Seib cites the media storm that erupted during Pope Francis’s recent trip to the US when it emerged he had given an audience to Kim Davis, a county clerk who had been jailed for refusing to issue marriage licences to same-sex couples. “She had been invited by the Washington nuncio,” says Seib. “All the good public diplomacy that was done previous to that was severely hurt by that incident.”
On issues of pure foreign policy the Holy See has clearer doctrine. The Vatican is openly against any military solutions unless they meet the conditions of a “just war” laid down by Catholic tradition. In many ways this stance leaves the church as one of the biggest advocates of diplomacy. “We’ve seen that many great things can be achieved,” says Gallagher. “If you take the P5+1 breakthrough on the nuclear question in Iran, well, a lot of people years ago would have said that’s not possible. We welcome that. These sort of things are possible via diplomatic dialogue and discussion.”
Whether religious or not, the world’s leaders are keen to engage Francis. It’s clear his interventions have the power to make politicians think about the right thing to do. Whether it’s the tableau of Palestinian president Mahmoud Abbas and Israeli president Shimon Peres praying together in Rome (as they did in 2014) or Pope Francis’s little Fiat flanked by a convoy of huge, armoured SUVs, his methods are effective and unconventional. “He is a pope of surprises who believes in the God of surprises,” says Gallagher. “He has the courage to think outside the box and there are a lot of us who think, ‘Why shouldn’t I go that extra mile with him?’”
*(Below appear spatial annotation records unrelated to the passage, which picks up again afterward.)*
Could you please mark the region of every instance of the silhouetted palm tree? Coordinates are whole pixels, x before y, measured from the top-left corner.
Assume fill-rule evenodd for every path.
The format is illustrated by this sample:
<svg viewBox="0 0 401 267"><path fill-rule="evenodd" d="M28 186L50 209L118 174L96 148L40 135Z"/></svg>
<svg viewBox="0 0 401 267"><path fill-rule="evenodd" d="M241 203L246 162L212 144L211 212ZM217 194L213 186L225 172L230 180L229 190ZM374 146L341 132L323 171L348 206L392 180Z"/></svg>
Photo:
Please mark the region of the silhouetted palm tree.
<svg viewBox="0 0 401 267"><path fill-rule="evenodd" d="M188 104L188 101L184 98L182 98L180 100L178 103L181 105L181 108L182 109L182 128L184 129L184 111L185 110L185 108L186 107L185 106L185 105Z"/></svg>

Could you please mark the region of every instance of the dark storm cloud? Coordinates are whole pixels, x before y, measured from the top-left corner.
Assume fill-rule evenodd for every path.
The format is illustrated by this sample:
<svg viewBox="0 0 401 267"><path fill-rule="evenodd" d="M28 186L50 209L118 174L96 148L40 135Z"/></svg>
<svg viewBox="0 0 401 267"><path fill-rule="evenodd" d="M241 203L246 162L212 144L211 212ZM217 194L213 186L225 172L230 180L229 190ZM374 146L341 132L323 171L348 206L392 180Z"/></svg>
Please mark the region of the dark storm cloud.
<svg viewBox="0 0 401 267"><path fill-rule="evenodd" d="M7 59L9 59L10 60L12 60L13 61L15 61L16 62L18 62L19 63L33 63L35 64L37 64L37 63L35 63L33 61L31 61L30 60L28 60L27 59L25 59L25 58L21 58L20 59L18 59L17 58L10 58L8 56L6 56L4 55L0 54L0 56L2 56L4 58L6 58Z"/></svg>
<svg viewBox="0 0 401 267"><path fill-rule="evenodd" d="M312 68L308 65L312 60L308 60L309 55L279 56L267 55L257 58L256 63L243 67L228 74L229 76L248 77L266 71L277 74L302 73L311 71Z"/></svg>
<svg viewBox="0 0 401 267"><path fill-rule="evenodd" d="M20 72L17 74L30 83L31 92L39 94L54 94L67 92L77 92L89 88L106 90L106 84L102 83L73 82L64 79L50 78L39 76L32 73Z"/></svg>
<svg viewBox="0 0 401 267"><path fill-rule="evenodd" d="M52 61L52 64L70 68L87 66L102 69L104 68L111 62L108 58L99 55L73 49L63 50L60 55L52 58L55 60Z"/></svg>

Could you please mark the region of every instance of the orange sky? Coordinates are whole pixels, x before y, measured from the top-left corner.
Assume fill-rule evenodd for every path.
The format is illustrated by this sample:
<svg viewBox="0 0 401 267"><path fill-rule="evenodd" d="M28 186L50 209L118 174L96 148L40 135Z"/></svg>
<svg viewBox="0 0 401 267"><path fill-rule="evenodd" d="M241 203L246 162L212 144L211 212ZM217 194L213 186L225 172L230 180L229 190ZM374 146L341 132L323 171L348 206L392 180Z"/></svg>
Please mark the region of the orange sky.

In November 2015, Pope Francis became the first pontiff in modern history to visit an active war zone. He spent 24 hours in the Central African Republic, where a civil war between a Muslim minority and a Christian majority has been raging since March 2013. At the Saint Sauveur camp for displaced people in Bangui he led the crowd in a chant of “We are all brothers”. “I wish for you and all Central Africans a great peace... whatever may be your ethnicity, your religion, your social status,” he said. He also visited Koudoukou central mosque in an area where 15,000 Muslims were surrounded by armed Christian militias. There he bowed to Mecca and said, “God is peace, salaam.”
The Vatican’s hands-on approach to foreign affairs has some critics. One Washington-based group, Catholics for Choice, has been campaigning to demote the Holy See from its permanent-observer status at the UN. “The reality is that when people are negotiating issues regarding sexual and reproductive health, the Holy See takes an outmoded view. They can be very obstructionist,” says Jon O’Brien, the organisation’s president. “Many people laud Pope Francis for having a pastoral approach but the reality is he has left cardinals and bishops to proceed as normal. He’s not changed the game plan that was in place with the previous two popes; they appointed hard-core, conservative diplomats. They are still trying to block people getting access to what they need. The reality is that poor people die without access to contraception.”